Ciao Alessandro, quest’anno ti è stata affidata una categoria particolarmente, delicata quella dell’under 13, come affronti questa nuova sfida?
Sicuramente con entusiasmo anche se non è la prima volta che alleno squadre giovanili. Sono arrivato a Rieti quattro anni fa e dopo il primo anno, durante il quale ho seguito solo la prima squadra, ho iniziato ad allenare le giovanili passando dall’under 15, 16, 18 ed ora sono tornato ai più piccoli. Quest’anno torno dopo tanti anni ad allenare l’under 13, categoria delicata considerando il fatto che per la prima volta affrontano un vero e proprio campionato FIP.
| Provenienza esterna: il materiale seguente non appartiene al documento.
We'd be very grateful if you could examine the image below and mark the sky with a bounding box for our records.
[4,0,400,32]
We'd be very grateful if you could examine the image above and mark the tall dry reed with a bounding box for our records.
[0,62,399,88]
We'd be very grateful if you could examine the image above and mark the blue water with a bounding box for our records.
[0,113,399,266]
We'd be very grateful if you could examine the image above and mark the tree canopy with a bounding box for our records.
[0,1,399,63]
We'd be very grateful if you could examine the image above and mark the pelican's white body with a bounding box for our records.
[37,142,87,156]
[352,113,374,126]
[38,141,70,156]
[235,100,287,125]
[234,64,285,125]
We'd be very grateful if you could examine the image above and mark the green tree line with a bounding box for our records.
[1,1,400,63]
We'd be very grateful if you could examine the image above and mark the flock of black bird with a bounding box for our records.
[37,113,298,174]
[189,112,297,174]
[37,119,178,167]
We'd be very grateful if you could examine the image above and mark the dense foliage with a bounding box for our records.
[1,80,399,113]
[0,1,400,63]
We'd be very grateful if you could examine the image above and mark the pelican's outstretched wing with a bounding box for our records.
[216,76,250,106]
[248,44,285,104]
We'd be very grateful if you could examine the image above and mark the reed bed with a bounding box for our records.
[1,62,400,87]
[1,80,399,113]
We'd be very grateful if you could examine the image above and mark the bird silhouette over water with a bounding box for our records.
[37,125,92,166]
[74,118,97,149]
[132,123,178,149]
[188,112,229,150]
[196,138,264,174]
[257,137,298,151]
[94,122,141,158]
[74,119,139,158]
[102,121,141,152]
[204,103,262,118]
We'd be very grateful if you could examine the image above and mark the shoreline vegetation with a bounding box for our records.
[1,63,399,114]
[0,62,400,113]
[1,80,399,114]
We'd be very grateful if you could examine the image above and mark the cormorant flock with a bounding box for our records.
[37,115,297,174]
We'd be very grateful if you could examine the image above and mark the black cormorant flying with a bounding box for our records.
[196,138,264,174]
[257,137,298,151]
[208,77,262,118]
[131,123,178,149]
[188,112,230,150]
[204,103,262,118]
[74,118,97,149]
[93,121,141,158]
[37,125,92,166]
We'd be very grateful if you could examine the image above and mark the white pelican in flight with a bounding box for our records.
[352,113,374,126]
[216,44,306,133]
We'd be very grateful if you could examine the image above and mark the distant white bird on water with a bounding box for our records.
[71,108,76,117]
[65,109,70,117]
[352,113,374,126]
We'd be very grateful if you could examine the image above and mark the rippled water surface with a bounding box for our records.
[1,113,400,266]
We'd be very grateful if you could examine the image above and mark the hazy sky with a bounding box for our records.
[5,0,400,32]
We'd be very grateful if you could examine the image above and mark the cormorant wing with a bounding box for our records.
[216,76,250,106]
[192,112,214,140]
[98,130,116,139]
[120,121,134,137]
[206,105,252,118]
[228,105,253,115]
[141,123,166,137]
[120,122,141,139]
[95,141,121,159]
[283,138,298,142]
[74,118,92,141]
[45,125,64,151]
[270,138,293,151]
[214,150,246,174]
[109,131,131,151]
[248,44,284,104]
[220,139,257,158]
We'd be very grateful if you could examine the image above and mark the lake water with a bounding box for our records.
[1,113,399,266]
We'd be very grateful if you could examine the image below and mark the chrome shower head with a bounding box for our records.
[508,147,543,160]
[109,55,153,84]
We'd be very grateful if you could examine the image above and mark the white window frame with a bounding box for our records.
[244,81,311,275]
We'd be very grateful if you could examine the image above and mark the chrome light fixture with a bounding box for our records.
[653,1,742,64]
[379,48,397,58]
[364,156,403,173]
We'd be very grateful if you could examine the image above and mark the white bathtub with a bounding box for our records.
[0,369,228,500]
Sei passato da una città molto caotica come Napoli a Rieti, com’è stato il cambio di vita?
Ormai sono 4 anni che vivo a Rieti. Poter fare il mio lavoro qui è molto stimolante considerando che questa città ruota intono alla Pallacanestro, inoltre è un ambiente ideale per le famiglie essendo una città più a misura d’uomo. Quindi sono molto contento di essere qui e mi trovo molto bene. (Alessandro vive qui con Stefania ed il piccolo Leonardo).
Il lavoro con coach Nunzi è molto diverso da quello che devi mettere in pratica con i ragazzi dell’under 13. Quali sono le differenze principali?
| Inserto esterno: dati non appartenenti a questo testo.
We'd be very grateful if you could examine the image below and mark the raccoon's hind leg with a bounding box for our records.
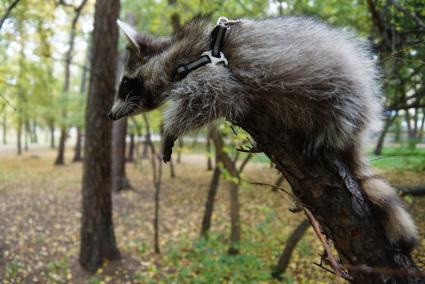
[161,65,246,162]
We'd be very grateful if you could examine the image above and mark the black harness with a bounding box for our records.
[176,17,237,80]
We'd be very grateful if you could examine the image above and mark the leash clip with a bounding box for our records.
[202,50,228,66]
[217,16,229,26]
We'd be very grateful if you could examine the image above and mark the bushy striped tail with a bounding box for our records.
[346,147,418,253]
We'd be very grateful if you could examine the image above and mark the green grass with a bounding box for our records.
[369,146,425,171]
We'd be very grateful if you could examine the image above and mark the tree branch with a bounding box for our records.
[236,109,424,283]
[0,0,21,31]
[388,0,425,31]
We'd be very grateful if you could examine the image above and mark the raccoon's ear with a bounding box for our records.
[117,19,140,53]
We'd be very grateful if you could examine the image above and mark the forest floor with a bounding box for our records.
[0,146,424,283]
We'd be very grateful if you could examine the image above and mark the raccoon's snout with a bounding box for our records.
[108,110,119,120]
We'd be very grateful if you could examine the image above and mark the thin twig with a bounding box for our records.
[303,207,352,280]
[0,93,16,111]
[250,182,295,199]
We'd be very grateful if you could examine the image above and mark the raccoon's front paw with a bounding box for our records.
[162,135,177,163]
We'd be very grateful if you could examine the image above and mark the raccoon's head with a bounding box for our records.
[108,20,170,120]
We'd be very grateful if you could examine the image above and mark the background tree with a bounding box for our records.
[79,0,121,272]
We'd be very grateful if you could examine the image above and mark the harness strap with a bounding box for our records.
[176,17,232,81]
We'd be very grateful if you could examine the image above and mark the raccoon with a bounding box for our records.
[109,16,418,252]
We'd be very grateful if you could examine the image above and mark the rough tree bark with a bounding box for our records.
[235,110,423,283]
[54,0,88,165]
[79,0,121,272]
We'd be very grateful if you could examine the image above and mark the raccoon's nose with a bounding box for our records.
[108,111,116,120]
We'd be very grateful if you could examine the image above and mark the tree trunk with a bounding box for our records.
[236,110,423,283]
[227,182,241,255]
[168,158,176,178]
[206,134,213,171]
[49,121,55,148]
[142,133,150,159]
[24,121,29,151]
[152,145,162,254]
[127,133,135,162]
[17,118,22,155]
[200,162,221,238]
[210,129,242,255]
[272,219,310,279]
[54,0,87,166]
[54,127,67,165]
[176,137,183,163]
[374,114,395,155]
[79,0,121,273]
[31,120,38,143]
[73,126,83,162]
[112,118,131,191]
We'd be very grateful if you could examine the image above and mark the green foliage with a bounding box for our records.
[4,260,24,281]
[138,233,276,283]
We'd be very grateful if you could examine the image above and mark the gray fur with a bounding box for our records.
[110,16,418,251]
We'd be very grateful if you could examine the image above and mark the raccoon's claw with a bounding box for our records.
[162,134,177,163]
[162,148,172,163]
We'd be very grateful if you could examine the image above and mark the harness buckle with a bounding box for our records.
[202,50,228,66]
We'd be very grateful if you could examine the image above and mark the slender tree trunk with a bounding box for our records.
[73,126,83,162]
[79,0,121,273]
[200,161,221,237]
[17,118,22,155]
[112,118,131,191]
[74,46,89,163]
[418,109,425,141]
[54,0,88,166]
[272,219,310,279]
[374,114,396,155]
[32,120,38,143]
[169,158,176,178]
[49,121,55,149]
[142,133,150,159]
[228,182,241,255]
[206,134,212,171]
[152,144,162,254]
[55,127,67,165]
[210,129,247,255]
[236,109,423,283]
[24,120,29,151]
[127,133,135,162]
[176,137,183,163]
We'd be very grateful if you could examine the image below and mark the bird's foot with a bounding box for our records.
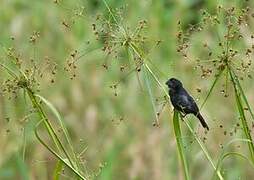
[179,113,187,120]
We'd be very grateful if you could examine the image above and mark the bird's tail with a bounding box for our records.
[196,113,209,130]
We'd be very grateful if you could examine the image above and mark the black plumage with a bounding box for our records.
[166,78,209,130]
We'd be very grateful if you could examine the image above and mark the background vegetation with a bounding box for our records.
[1,0,254,179]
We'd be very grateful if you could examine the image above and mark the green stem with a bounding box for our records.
[200,69,224,110]
[183,119,224,180]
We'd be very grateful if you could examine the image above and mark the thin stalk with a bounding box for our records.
[200,69,224,110]
[183,119,224,180]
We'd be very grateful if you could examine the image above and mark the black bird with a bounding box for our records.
[166,78,209,130]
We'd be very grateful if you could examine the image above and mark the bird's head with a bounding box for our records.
[165,78,183,90]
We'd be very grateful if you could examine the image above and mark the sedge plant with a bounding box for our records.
[0,36,88,179]
[94,1,225,179]
[177,4,254,178]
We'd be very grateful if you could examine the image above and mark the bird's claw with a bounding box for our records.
[179,112,187,120]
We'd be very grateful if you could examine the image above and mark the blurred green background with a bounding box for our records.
[1,0,254,179]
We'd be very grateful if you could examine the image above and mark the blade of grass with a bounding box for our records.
[35,94,79,169]
[26,89,77,171]
[229,68,254,163]
[26,89,62,153]
[143,68,160,126]
[200,69,224,110]
[173,110,190,180]
[35,95,73,147]
[35,120,87,180]
[234,90,254,160]
[231,69,254,121]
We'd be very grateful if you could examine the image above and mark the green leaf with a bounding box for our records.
[144,68,160,126]
[173,110,191,180]
[34,121,87,180]
[35,94,77,165]
[231,69,254,121]
[229,68,254,163]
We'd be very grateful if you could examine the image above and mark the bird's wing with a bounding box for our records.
[187,95,199,113]
[177,93,199,114]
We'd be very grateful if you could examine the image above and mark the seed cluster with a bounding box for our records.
[92,7,161,98]
[1,33,58,99]
[64,49,78,80]
[176,5,254,96]
[92,15,148,60]
[54,0,85,29]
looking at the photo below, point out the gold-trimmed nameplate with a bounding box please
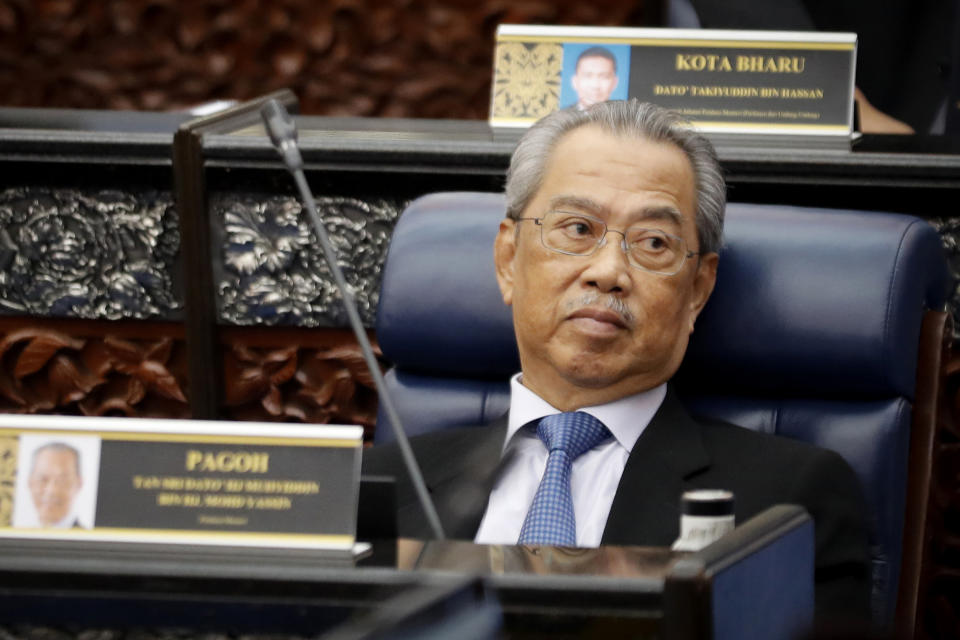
[0,414,363,551]
[490,25,857,136]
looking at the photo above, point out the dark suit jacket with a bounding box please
[362,388,872,620]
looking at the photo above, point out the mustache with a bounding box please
[565,292,635,328]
La più grande differenza è che con i ragazzi la figura dell’allenatore viene dopo quella dell’istruttore; in primis c’è la persona che devono vedere come punto di riferimento per migliorare dal punto di vista umano e tecnico. Abbiamo il compito di farli innamorare di questo sport tramite principi importanti per la vita quotidiana. Inoltre i più piccoli hanno una sensibilità incredibile e devi saper affrontare situazioni particolari riuscendo a creare empatia con loro. Mi sorprendono sempre per la loro fragilità, in particolare quando si trovano in situazioni di difficoltà. In questi casi, sentendosi vulnerabili, è essenziale trovare empatia con loro facendogli superare il momento delicato con un sorriso. Un’altra grande differenza sta nel modo di interagire con loro. Il linguaggio da utilizzare con gli adolescenti deve essere più semplice e deve saperli coinvolgere.
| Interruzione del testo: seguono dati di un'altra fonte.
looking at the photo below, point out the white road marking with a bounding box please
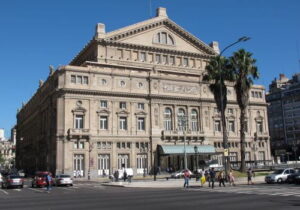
[0,189,9,195]
[13,189,21,192]
[27,188,45,193]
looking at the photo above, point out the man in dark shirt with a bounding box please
[209,168,216,189]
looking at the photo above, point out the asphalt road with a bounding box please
[0,182,299,210]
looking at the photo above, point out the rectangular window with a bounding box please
[214,120,221,132]
[229,152,238,162]
[117,142,121,149]
[148,53,153,63]
[75,115,84,129]
[97,142,101,149]
[164,119,172,131]
[229,121,235,132]
[227,108,233,114]
[83,76,88,85]
[71,75,76,84]
[155,54,161,64]
[170,56,175,65]
[127,142,131,149]
[162,55,168,64]
[74,142,84,149]
[98,154,110,176]
[120,102,126,109]
[257,121,263,133]
[100,100,108,108]
[77,76,83,84]
[138,103,144,110]
[122,142,126,148]
[136,142,140,148]
[140,52,146,62]
[120,117,127,130]
[100,116,108,130]
[138,117,145,131]
[183,58,189,67]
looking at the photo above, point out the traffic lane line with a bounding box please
[27,188,46,193]
[0,189,9,195]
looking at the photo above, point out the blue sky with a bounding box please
[0,0,299,138]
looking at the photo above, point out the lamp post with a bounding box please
[292,141,298,166]
[88,141,94,180]
[218,36,250,175]
[194,145,199,172]
[178,114,188,170]
[140,147,148,177]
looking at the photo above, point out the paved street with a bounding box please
[0,181,299,210]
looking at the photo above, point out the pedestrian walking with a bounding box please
[183,169,190,188]
[229,170,236,186]
[46,173,52,192]
[205,169,211,187]
[209,168,216,189]
[218,170,226,187]
[114,170,119,182]
[123,170,127,182]
[247,168,255,185]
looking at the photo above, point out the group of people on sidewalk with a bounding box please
[183,168,255,188]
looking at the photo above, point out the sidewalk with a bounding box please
[101,176,265,188]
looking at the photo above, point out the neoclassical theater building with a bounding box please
[16,8,271,178]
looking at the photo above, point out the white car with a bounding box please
[171,169,193,178]
[0,173,2,183]
[265,168,296,184]
[55,174,73,186]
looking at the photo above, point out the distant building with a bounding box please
[16,8,271,178]
[266,73,300,162]
[0,128,5,141]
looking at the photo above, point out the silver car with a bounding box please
[1,175,24,189]
[55,174,73,186]
[265,168,296,184]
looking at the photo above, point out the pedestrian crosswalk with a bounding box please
[187,184,300,197]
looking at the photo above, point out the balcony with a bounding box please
[67,128,90,139]
[161,130,205,141]
[255,132,269,140]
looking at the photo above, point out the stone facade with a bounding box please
[16,8,271,178]
[0,140,15,169]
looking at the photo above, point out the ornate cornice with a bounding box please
[59,88,268,107]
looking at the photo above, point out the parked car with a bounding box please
[265,168,296,184]
[170,169,193,178]
[55,174,73,186]
[294,173,300,184]
[32,171,54,188]
[0,173,3,184]
[1,175,24,189]
[286,171,300,184]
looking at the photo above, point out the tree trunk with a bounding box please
[221,108,230,175]
[239,108,246,172]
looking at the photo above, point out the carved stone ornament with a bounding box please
[162,83,199,95]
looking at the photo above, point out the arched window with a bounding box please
[177,108,186,131]
[164,108,173,131]
[153,32,175,46]
[191,109,198,131]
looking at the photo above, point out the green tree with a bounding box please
[229,49,259,172]
[203,56,234,173]
[0,153,5,167]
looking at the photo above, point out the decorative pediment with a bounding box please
[135,111,147,116]
[97,109,111,115]
[72,107,87,113]
[116,110,130,115]
[104,18,216,55]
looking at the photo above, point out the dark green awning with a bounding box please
[159,145,216,155]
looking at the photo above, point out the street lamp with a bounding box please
[292,141,298,165]
[88,141,94,180]
[218,36,250,175]
[194,145,199,172]
[178,113,188,170]
[140,147,148,177]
Mantenere la concentrazione dei ragazzi è difficile?
Alla base c’è il piacere con il quale loro devono venire in palestra. Dobbiamo trovare l’equilibrio tra il gioco, il divertimento e l’impegno che uno sport di squadra richiede. Non c’è un metodo vincente per mantenere la concentrazione e credo che ogni caso sia diverso da un altro. I ragazzi di oggi, essendo impegnati su più fronti, sono molto motivati nel riuscire a svolgere tutte le attività da seguire. Dobbiamo, allora, avere la capacità di incanalare le loro energie sullo sport. La grande sfida è quella di trovare con ogni ragazzo la chiave differente per ottenere il risultato.
Dal minibasket al basket un passaggio importante e delicato vero?
È molto importante che già da questa età i ragazzi abbiano chiari quali sono i loro limiti. Il momento di rottura che si ha con i più piccoli è quando iniziano a trovarsi davanti a questi limiti e noi dobbiamo aiutarli a superarli. Il mio obiettivo personale è quello di creare un’evoluzione della squadra a tutto tondo, portando ogni ragazzo ad un miglioramento tattico e individuale senza lasciare nessuno indietro e concentrandomi sulla crescita dell’intero gruppo.